Essere ciò che si vuole senza alcun tipo di vincolo, e se i vincoli ci sono peggio per loro. La realtà – intesa come ciò che le cose sono e sanno fare per natura – non esiste se non nella mente di chi non è ancora riuscito a liberarsi dagli stereotipi imposti dalla mentalità che ha informato l’Italia, almeno sino agli anni Sessanta del secolo scorso quando, col fatidico Sessantotto, sono stati rotti gli argini del senso comune e la follia è divenuta nota dominante.

Ammantata delle più suadenti motivazioni – capaci di sollecitare, di giustificare e di esaltare il vizio e denigrare la virtù – la sovversione ha raggiunto ormai ogni aspetto della nostra esistenza, infettando tanto i singoli quanto le istituzioni. Dalla Chiesa alle Forze Armate, passando per una classe politica in larga parte composta da figure indegne e incapaci di perseguire il bene comune, non c’è ambito del consorzio umano scevro dagli effetti devastanti di una mentalità in cui il culto dei diritti si concretizza nella desolazione di una penosa decadenza morale e fisica, vero virus mortale di questi nostri disgraziati tempi.

La radice satanica della deriva libertaria scaturita dal Sessantotto è facilmente individuabile negli effetti prodotti dall’affermarsi dei cosiddetti “diritti civili”, promossi dal progressismo in tutte le sue declinazioni. L’emancipazione dell’umanità dall’ordine naturale e dai costumi ad esso conformi, è un triste elenco di tappe ognuna delle quali volta alla dissoluzione ed alla morte dell’uomo creato ad immagine e somiglianza di Dio; una sovversione dell’ordine interiore della natura umana, che ha posto l’intelligenza e la volontà in balia dei sensi e delle pulsioni.

Il divorzio, che colpisce l’integrità della famiglia, ossia la cellula-base della società; l’aborto, che fa dello Stato il garante della soppressione della vita umana innocente e indifesa; la droga, che promuove l’alterazione dello stato di coscienza dei giovani, minandone la salute del corpo e della mente; l’omosessualismo ed il genderismo che promuovono la sovversione del costume sessuale con le scontate ricadute sull’equilibrio psichico delle persone ed il disordine sociale che ne deriva. Ecco il desolante elenco delle “conquiste civili” ottenute dai partigiani dell’emancipazione, veri e propri agenti al servizio di colui che è “omicida sin dal principio” (1).

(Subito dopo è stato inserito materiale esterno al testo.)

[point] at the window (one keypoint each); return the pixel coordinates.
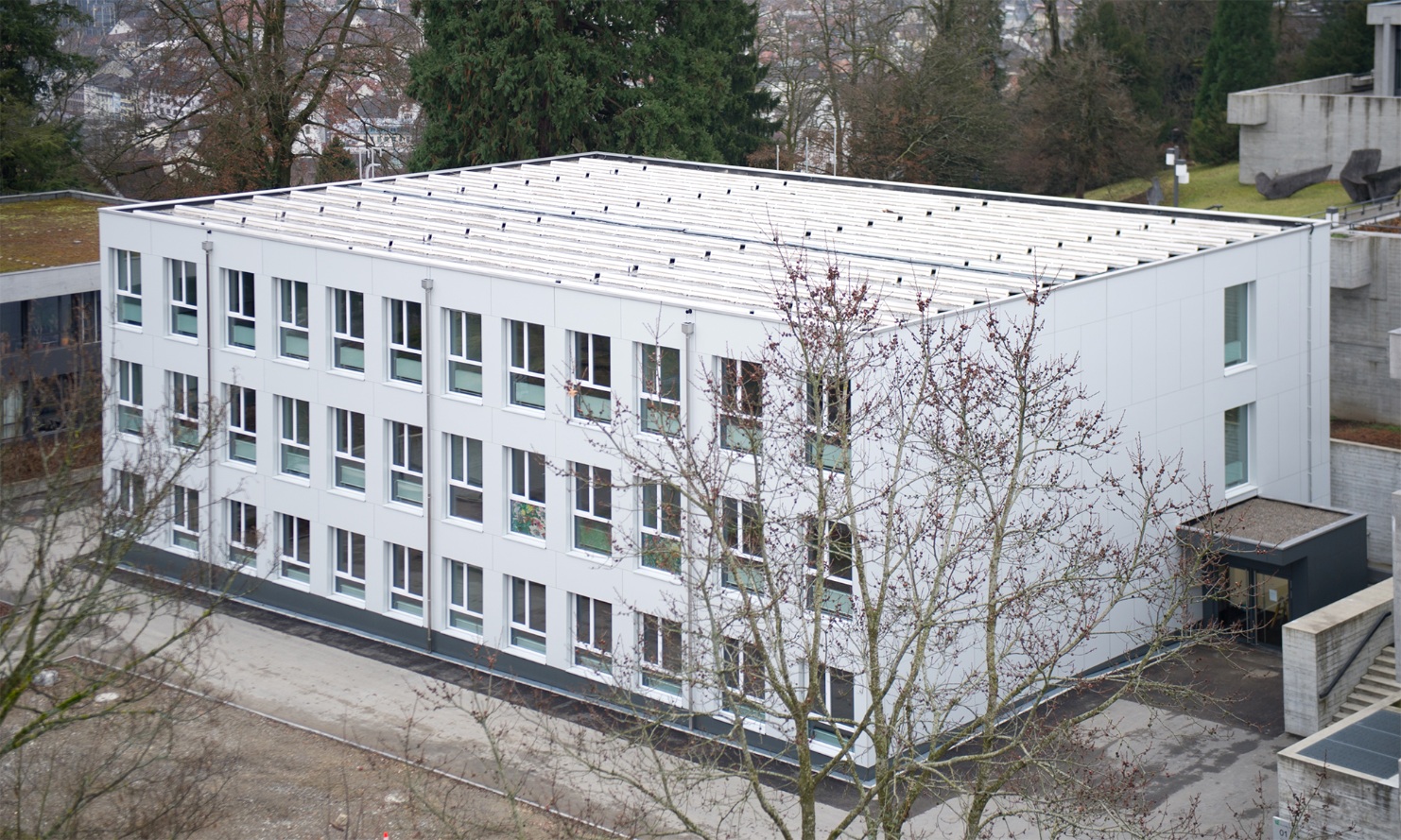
(528, 615)
(243, 534)
(743, 532)
(406, 464)
(185, 410)
(243, 313)
(127, 276)
(406, 342)
(293, 319)
(828, 415)
(464, 477)
(296, 437)
(662, 528)
(744, 677)
(1237, 324)
(406, 580)
(130, 398)
(660, 389)
(348, 329)
(833, 721)
(349, 549)
(185, 520)
(741, 404)
(464, 596)
(183, 297)
(593, 510)
(662, 654)
(593, 378)
(294, 548)
(527, 493)
(243, 424)
(349, 465)
(464, 353)
(527, 366)
(830, 556)
(593, 633)
(1237, 447)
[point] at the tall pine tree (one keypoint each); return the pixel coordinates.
(529, 78)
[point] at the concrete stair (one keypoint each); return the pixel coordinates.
(1377, 683)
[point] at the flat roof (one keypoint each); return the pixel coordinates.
(705, 232)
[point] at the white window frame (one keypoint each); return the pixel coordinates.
(293, 319)
(293, 548)
(464, 353)
(593, 633)
(528, 616)
(183, 284)
(240, 290)
(406, 340)
(349, 462)
(348, 329)
(243, 423)
(592, 388)
(464, 477)
(527, 493)
(127, 281)
(465, 596)
(406, 464)
(185, 410)
(406, 580)
(349, 551)
(660, 653)
(294, 437)
(659, 398)
(593, 510)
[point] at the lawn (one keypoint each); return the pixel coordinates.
(1218, 185)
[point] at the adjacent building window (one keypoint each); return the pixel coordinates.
(527, 503)
(185, 518)
(593, 510)
(660, 400)
(348, 329)
(127, 276)
(662, 526)
(243, 424)
(528, 615)
(185, 410)
(593, 377)
(183, 297)
(1237, 447)
(406, 580)
(527, 364)
(349, 467)
(1237, 324)
(243, 534)
(741, 404)
(464, 353)
(243, 313)
(464, 596)
(296, 437)
(294, 548)
(593, 633)
(349, 549)
(293, 319)
(130, 398)
(406, 342)
(464, 477)
(662, 654)
(406, 464)
(743, 534)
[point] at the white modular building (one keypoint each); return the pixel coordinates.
(401, 366)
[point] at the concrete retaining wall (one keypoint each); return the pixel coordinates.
(1317, 647)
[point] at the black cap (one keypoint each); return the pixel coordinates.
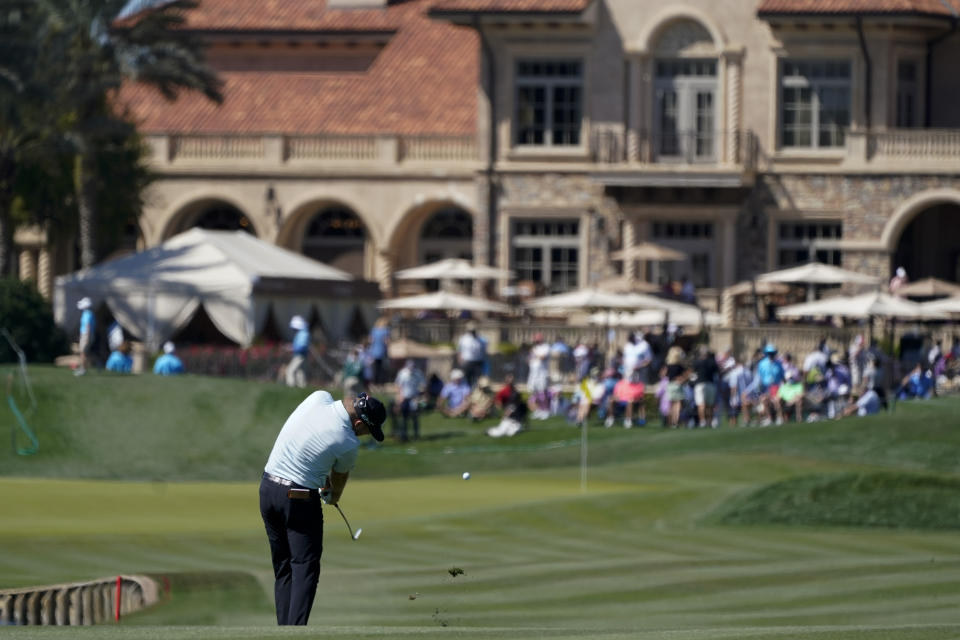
(373, 414)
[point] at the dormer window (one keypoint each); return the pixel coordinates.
(549, 102)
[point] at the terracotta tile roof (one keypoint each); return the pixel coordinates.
(424, 81)
(510, 6)
(908, 7)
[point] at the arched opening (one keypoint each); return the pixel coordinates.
(928, 246)
(336, 236)
(215, 215)
(686, 93)
(448, 233)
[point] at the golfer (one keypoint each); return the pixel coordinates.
(310, 463)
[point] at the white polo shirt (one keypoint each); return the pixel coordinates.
(316, 438)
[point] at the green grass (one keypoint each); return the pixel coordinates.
(639, 555)
(895, 500)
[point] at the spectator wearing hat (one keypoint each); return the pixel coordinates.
(454, 398)
(705, 388)
(770, 375)
(168, 364)
(379, 351)
(87, 328)
(309, 465)
(410, 384)
(120, 360)
(538, 378)
(481, 399)
(898, 280)
(294, 375)
(790, 396)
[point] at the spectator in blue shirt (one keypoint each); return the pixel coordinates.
(294, 374)
(379, 343)
(168, 364)
(120, 360)
(453, 398)
(87, 328)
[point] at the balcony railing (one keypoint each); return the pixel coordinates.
(710, 148)
(298, 150)
(909, 149)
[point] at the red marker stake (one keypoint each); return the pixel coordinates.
(117, 614)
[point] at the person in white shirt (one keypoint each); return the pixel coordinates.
(410, 384)
(309, 464)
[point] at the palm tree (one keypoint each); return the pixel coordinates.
(18, 95)
(89, 49)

L’affermazione della Appendino, dunque, offre l’occasione per riflettere su come si sia giunti all’attuale stato di crisi della nostra società. Un percorso di distacco progressivo dal solido punto di riferimento costituito dall’ordine naturale e dalla legge morale in esso radicata, un percorso i cui effetti possono essere combattuti solo attraverso la riscoperta e l’esercizio delle virtù e la ferma adesione ai principi ed ai valori ben sintetizzati dalla triade Dio-Patria-Famiglia. Solo la piena consapevolezza del dovere di vivere conformemente alla nobiltà della natura umana – compito grave e supremo dell’attività educativa – può scongiurare l’orribile prospettiva di un’umanità in fuga dalla civiltà (2).    

Note

(1) Voi che avete per padre il diavolo, e volete compiere i desideri del padre vostro. Egli è stato omicida fin da principio e non ha perseverato nella verità, perché non vi è verità in lui. Quando dice il falso, parla del suo, perché è menzognero e padre della menzogna. (Vangelo di San Giovanni 8:44).

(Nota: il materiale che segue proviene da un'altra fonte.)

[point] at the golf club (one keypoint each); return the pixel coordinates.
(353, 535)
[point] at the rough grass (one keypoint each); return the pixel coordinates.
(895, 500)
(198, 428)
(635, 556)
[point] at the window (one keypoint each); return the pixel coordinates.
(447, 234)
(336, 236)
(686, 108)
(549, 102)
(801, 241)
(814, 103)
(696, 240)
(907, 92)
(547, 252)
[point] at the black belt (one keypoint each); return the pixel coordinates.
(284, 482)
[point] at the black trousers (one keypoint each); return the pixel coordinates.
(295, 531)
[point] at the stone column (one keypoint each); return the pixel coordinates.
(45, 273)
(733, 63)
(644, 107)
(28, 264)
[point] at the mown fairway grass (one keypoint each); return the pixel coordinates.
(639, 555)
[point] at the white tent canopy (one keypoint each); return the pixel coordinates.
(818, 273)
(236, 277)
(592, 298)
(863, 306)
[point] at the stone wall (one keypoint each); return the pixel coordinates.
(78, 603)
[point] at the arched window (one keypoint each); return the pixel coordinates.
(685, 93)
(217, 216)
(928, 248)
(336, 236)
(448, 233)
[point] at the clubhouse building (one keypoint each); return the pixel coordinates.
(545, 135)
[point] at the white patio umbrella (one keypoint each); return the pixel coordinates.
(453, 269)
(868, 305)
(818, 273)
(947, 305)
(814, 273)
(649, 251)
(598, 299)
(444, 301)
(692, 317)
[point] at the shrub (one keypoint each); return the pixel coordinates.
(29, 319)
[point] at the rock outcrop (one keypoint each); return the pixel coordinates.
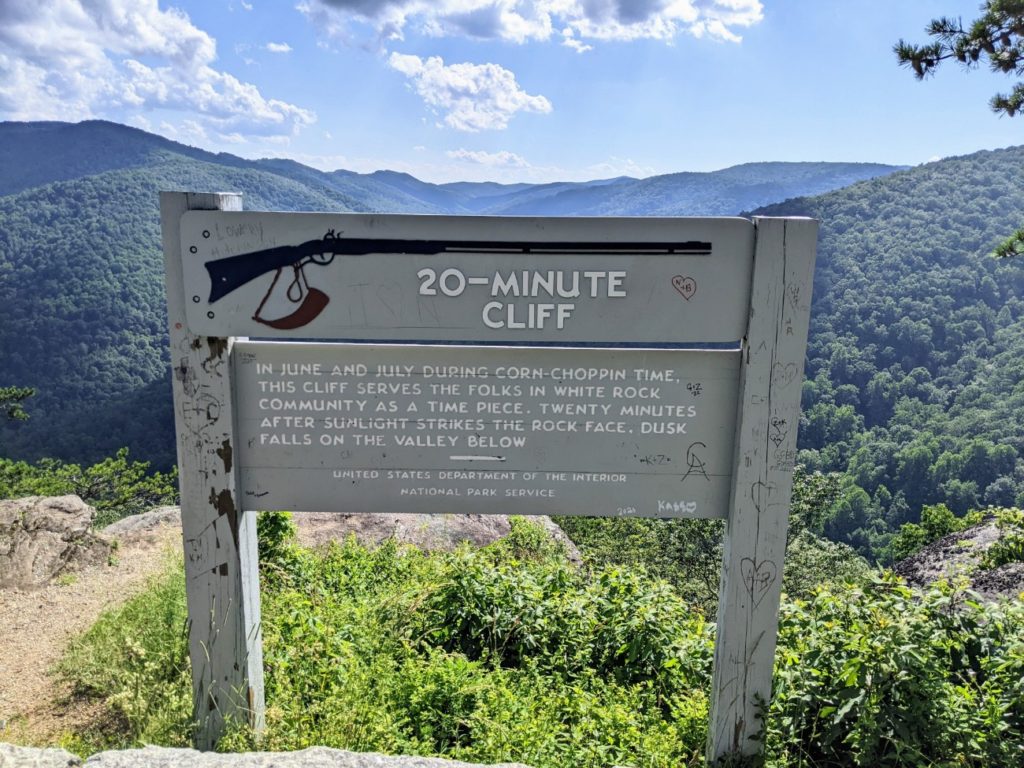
(43, 537)
(159, 757)
(960, 554)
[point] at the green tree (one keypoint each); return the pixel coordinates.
(11, 399)
(996, 37)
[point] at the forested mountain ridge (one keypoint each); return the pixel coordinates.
(915, 356)
(37, 154)
(81, 269)
(914, 361)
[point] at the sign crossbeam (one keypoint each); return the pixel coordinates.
(574, 407)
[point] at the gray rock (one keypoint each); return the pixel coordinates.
(316, 757)
(960, 554)
(145, 523)
(42, 537)
(317, 528)
(29, 757)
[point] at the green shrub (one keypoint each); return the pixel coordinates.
(886, 676)
(135, 660)
(504, 654)
(1010, 546)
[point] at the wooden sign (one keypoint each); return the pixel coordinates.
(555, 385)
(342, 428)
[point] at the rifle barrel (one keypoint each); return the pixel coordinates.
(231, 272)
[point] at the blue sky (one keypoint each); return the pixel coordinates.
(505, 90)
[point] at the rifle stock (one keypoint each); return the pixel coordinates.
(231, 272)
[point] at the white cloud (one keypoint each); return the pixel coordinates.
(73, 59)
(520, 20)
(464, 165)
(502, 159)
(472, 97)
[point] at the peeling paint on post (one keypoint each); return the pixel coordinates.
(219, 539)
(484, 411)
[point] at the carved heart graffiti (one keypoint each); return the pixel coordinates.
(758, 578)
(782, 376)
(686, 286)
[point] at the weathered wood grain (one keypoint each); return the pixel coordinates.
(771, 376)
(222, 583)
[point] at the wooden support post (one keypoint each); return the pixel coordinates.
(766, 442)
(222, 583)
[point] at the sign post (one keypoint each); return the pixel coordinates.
(221, 566)
(524, 366)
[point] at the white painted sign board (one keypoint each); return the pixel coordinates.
(343, 428)
(554, 384)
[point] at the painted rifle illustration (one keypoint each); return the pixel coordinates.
(229, 273)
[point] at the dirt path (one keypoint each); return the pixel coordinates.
(36, 626)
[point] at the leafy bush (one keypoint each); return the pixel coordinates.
(116, 486)
(508, 653)
(1010, 546)
(887, 676)
(135, 659)
(936, 521)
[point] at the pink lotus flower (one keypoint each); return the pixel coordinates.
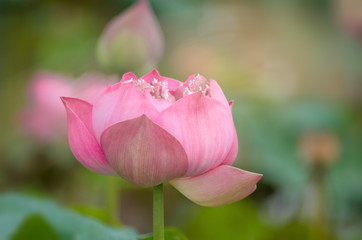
(156, 129)
(44, 119)
(132, 40)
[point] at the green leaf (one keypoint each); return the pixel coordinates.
(171, 233)
(35, 227)
(68, 224)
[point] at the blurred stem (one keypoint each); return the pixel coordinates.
(158, 219)
(319, 223)
(113, 200)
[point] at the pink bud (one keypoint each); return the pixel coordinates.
(141, 131)
(132, 40)
(44, 117)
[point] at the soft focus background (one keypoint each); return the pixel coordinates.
(294, 69)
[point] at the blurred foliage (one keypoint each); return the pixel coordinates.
(31, 218)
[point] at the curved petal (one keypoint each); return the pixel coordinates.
(143, 153)
(173, 84)
(82, 141)
(118, 103)
(230, 158)
(204, 127)
(217, 93)
(220, 186)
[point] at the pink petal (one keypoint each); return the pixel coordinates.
(82, 141)
(220, 186)
(128, 76)
(217, 93)
(173, 84)
(44, 118)
(120, 102)
(143, 153)
(204, 127)
(230, 158)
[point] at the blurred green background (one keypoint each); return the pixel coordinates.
(294, 69)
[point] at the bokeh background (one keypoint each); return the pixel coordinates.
(294, 69)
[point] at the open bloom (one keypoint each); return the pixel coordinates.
(132, 40)
(156, 129)
(44, 118)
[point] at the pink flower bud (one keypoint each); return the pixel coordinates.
(132, 40)
(156, 129)
(44, 118)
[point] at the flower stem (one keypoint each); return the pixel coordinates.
(158, 219)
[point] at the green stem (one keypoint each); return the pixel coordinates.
(158, 219)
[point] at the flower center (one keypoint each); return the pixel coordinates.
(198, 84)
(157, 89)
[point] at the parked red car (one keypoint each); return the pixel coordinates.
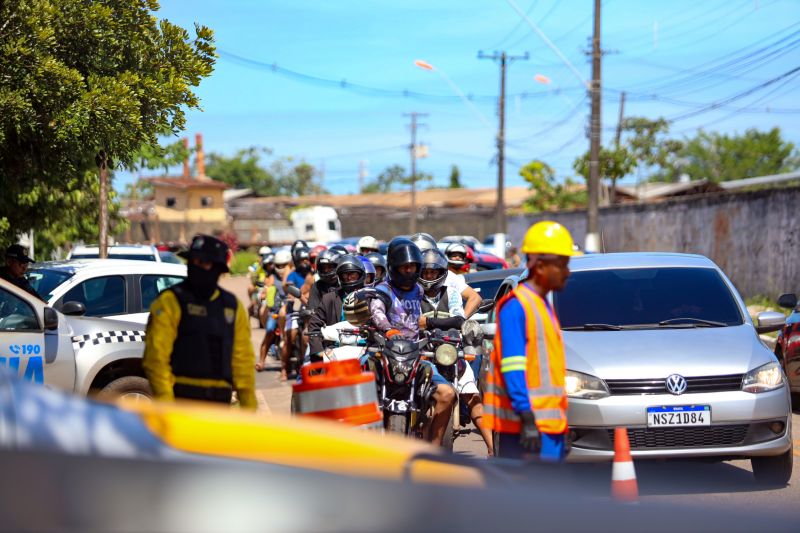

(2) Termine che esprime la maniera in cui è organizzata e condotta la vita del consorzio civile, ossia la cultura, le istituzioni e lo stile di vita che caratterizzano l’esistenza di un popolo, secondo princìpi di riferimento. Una civiltà, un modello di organizzazione del vivere in società, giunge al suo massimo compimento, nella misura in cui si rende capace di perseguire il bene comune, in piena adesione all’ordine naturale ed alla legge morale che ne deriva.